15The applicant alleges that the respondents failed to accommodate his disability-related absence. The respondents, on the other hand, assert that the applicant was absent from work for reasons unrelated to the Code. They submit that the two police officers they intend to call as witnesses will testify about the applicant’s whereabouts at material times, and not about the details of the applicant’s criminal charges. The respondents’ witness summaries for the police officers indicate that they will testify to the dates on which the applicant was under investigation, the dates his property was being searched, as well as the dates the applicant was in police custody and/or making court appearances.
16Based on the information provided by the parties to date, it appears that the police officers that the respondents intend to call as witnesses have information that appears relevant to issues in dispute in this Application. The proposed evidence of the police officers appears to relate the applicant’s whereabouts and ability to communicate with the respondents around the time that his employment was terminated.
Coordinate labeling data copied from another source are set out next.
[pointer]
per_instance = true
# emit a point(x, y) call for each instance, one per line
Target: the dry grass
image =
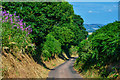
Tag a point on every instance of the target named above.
point(23, 66)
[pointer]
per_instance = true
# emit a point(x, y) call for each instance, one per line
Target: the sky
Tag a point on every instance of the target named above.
point(96, 12)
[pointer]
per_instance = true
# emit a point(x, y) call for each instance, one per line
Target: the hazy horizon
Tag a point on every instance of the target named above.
point(96, 12)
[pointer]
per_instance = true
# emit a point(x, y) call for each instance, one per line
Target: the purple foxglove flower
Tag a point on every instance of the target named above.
point(19, 19)
point(11, 22)
point(10, 15)
point(6, 14)
point(6, 17)
point(21, 24)
point(24, 24)
point(21, 27)
point(12, 27)
point(1, 11)
point(11, 19)
point(29, 26)
point(14, 13)
point(31, 44)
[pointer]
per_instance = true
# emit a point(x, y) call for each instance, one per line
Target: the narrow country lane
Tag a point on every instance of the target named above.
point(64, 70)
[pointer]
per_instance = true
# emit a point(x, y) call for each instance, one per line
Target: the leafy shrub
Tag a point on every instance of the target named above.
point(14, 32)
point(51, 47)
point(101, 48)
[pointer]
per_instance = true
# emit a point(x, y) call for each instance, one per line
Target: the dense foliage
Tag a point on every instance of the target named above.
point(102, 48)
point(49, 18)
point(15, 33)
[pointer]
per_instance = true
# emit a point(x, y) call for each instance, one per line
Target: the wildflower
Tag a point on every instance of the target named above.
point(18, 16)
point(29, 26)
point(14, 13)
point(21, 24)
point(21, 27)
point(11, 22)
point(24, 24)
point(21, 20)
point(6, 17)
point(11, 19)
point(6, 14)
point(10, 15)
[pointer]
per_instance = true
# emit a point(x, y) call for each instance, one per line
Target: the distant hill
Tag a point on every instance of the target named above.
point(92, 27)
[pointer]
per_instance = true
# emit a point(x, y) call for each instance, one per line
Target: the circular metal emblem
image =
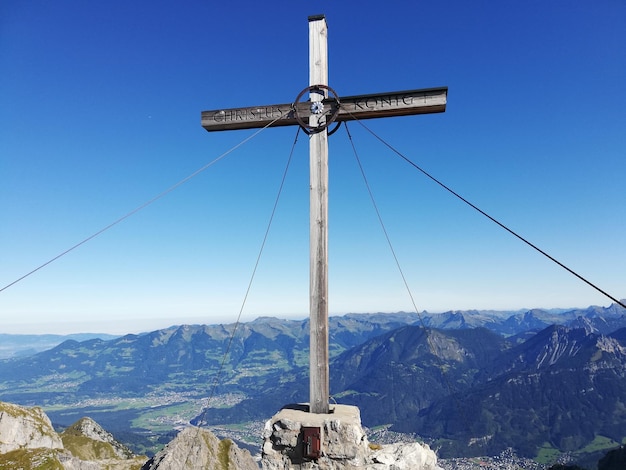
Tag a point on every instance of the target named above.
point(317, 107)
point(329, 110)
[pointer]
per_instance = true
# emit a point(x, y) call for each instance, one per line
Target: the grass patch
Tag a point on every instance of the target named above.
point(547, 454)
point(599, 443)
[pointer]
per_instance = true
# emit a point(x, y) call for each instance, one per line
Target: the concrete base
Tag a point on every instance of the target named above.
point(343, 444)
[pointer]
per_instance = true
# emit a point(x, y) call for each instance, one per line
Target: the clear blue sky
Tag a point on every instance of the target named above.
point(100, 111)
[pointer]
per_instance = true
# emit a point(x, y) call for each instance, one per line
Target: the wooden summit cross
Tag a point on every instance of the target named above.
point(315, 116)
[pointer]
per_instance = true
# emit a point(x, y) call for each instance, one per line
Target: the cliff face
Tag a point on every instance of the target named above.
point(26, 428)
point(28, 441)
point(196, 448)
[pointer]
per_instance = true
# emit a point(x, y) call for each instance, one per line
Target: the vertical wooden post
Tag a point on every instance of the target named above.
point(318, 287)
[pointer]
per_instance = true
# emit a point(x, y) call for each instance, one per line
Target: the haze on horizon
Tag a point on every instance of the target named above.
point(100, 112)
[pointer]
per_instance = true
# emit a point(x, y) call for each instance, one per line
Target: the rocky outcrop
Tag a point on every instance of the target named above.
point(296, 439)
point(87, 440)
point(26, 428)
point(28, 441)
point(196, 448)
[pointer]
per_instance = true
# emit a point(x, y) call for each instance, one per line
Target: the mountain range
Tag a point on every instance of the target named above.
point(469, 382)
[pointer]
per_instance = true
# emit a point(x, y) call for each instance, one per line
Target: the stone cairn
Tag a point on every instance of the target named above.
point(295, 439)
In addition, as the officers will not testify as to the details of the applicant’s charges, it does not appear that the probative value of their proposed evidence will be outweighted by any prejudice. In my view, it would not be appropriate to wholesale exclude the evidence of these witnesses at this point in time.
17With respect to the applicant’s Request that particular documents of the respondents be excluded from the hearing, the respondents have provided the applicant and the Tribunal with copies of documents that they intend to rely on at the hearing in compliance with Rule 16 of the Tribunal’s Rules of Procedure as “arguably relevant” information.
18In my view, in the particular circumstances of this case, the relevance and admissibility of the documentary evidence can best be determined during the course of the hearing, if and when the respondents seek to introduce the evidence.
19The applicant’s Request to exclude evidence is dismissed at this point in time.
Dated at Toronto, this 24th day of January, 2012.